YALTA
JOURNAL DE TATIANA
10 avril 1919
Demain nous quittons la Russie sur un navire anglais. Ce grand départ me serre le cœur. Qu'adviendra-t-il de nous tous ? Les adultes font bonne figure malgré leur tristesse. Sauf tante Xénia qui ne cache pas son soulagement (mais cela fait presque deux ans qu'elle veut quitter la Russie avec ses enfants. À l'époque, je me souviens que personne ne la prenait au sérieux). Tante Olga, comme d'habitude, supervise tout y compris le contenu de mon bagage.
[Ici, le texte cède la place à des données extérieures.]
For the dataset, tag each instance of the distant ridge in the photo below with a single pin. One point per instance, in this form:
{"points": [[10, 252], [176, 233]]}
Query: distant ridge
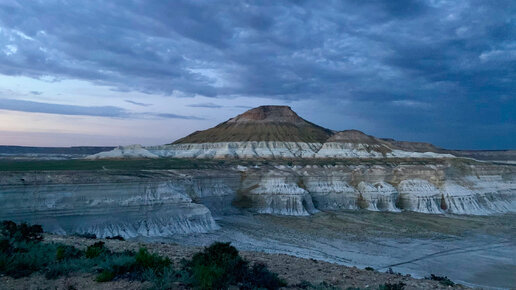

Ce ne serait pas la mère de ma Daphné chérie je dirais volontiers qu'elle m'agace. Ma sœur Nathalie est je ne sais où avec Bichette qui elle s'enfuit vers le Caucase. Ces derniers jours, Nathalie semblait plus lointaine qu'à l'ordinaire. Elle avait retrouvé ce que nous appelons entre nous « son visage de pierre ». Je voudrais tant que ma sœur soit de nouveau heureuse ! Que lui réserve sa nouvelle vie ? Et la mienne ? Dans deux jours, j'aurai treize ans. Est-ce que l'on fête les anniversaires sur les navires anglais ?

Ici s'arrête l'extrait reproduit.